I recently ran across a You Tube compilation of talks given by an author, Brian Doyle. I will probably do a separate entry on him, no, I WILL do a separate entry on him, because his writing speaks to me. It actually makes me laugh, and cry--he is so skilled. las I will never be able to tell him because he died of a brain tumor at the age of 60 in 2017. He was two years younger than I am. He said something in one of those talks, not likely original to him, but which in light of my inability to get Iryna Zarutska and now Logan Federico, two young women executed by lifetime criminals, that we know, but we avoid facing in our daily lives.
You are only here a minute. And the stories of Iryna and Logan, and even Brian, many get less than that minute.
The truth is, I can't get Iryna, in particular, out of my head.

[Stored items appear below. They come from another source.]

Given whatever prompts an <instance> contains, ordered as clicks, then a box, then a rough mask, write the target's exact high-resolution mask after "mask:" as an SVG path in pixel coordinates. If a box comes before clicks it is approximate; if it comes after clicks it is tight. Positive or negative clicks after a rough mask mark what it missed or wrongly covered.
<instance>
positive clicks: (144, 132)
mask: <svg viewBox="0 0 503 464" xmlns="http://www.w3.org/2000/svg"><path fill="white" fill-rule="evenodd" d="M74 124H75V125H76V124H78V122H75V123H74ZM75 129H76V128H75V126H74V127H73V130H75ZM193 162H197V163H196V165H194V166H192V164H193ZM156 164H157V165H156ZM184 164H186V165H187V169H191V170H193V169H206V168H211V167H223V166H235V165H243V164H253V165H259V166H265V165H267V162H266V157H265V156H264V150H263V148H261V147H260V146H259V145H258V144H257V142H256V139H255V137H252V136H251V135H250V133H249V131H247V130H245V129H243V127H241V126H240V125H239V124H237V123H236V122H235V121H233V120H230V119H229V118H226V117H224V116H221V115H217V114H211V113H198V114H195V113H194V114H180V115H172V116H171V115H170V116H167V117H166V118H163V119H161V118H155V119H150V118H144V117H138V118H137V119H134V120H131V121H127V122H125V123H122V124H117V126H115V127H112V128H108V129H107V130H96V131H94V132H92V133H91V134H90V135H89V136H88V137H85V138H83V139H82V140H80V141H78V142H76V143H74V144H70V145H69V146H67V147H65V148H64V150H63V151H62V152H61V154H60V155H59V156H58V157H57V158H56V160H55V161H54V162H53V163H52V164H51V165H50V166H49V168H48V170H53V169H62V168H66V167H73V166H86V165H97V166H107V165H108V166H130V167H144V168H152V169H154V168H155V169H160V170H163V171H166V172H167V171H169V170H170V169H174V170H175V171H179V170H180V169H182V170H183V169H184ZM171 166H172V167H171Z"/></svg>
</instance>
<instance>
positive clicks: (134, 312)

I only recently found out about Logan, via her heartbroken father who is on an existential crusade, who was visiting the home of a friend. In the middle of the night an intruder with multiple priors broke into her lodging, dragged out of her bed naked and shot her to death. She was 22. And, unlike with Iryna, perhaps mercifully, we don't have video of her execution.
I have never watched the full video, but I have stared at the frozen frame of her looking up at her attacker in shy astonished terror knowing she was about to be dead. And there is another freeze frame, with the phone she had been mindlessly scrolling thinking her new life was an improvement on the one in Ukraine where she had escaped a war still in her hand. She is crying while she bleeds out. And three or four other passengers who were there when she was stabbed ruthlessly had just walked away. People have made many excuses for them, but the killer had already left, and perhaps the least they could have done is try to staunch the life blood ebbing from the 23 year old's body. Or perhaps comfort her if they could do nothing else.
I thought about Iryna, in particular, today when I was at the Farmer's Market in Los Angeles. It wasn't super crowded. I have been there a million times since I moved to Los Angeles, and I never felt unsafe. I didn't today while I was eating an Onion Soup, and scrolling my phone mindlessly. I wasn't paying attention to anyone around me. And then I realized, my moment feeling safe, was no different from the moments Iryna and Logan had just before some--what shall we call them---spawns of the devil perhaps--dispatched them from this life with no more thought than if they were having a piece of candy.
I found myself looking around. The tables around me were empty. All the voices I could hear were friendly.
But I found myself angry. Angry that our leaders have allowed so many dangerous people to be next to us, and behind us, with all sorts of justifications and rationales that simply do not rise up to the most basic logic, or basic humanity, when it comes to that. While they fail to protect us, they tell law abiding citizens who see the marauders in plain and rewarded sight among us, they ought not have anything meaningful to protect themselves with.
But those two girls. Just starting in life. I come up against the fact that God "allows" this. He "allows" bad people to do bad things to other human beings--after all He allowed His only begotten Son to be murdered by His own creatures. It's the cost of giving us free will and wanting us to return to Him with and in love. And what a cost when I think of Iryna and Logan. And when I dare to think of the multitudes from the beginning of time to now purposively tortured, gassed, starved, experimented on because of human concession to the Devil himself, what a cost.
It becomes harder and harder to accept that God can make the incomprehensible comprehensible. But, of course, that was the lesson of the Crucifixion. What seemed an end was only a beginning.
But oh, boy, it puts faith through a ringer. And forgiveness? I am not really the one who is tasked with forgiving the murderers--who must never be allowed to walk free (and is it possible the fools who let them out again and again have learned anything? I despair even of that). Good thing. I am having a hard enough time not hating them and every miserable creature who ever took a hand deliberately to hurt another through the course of history.
They should have had their minute. Every one of them.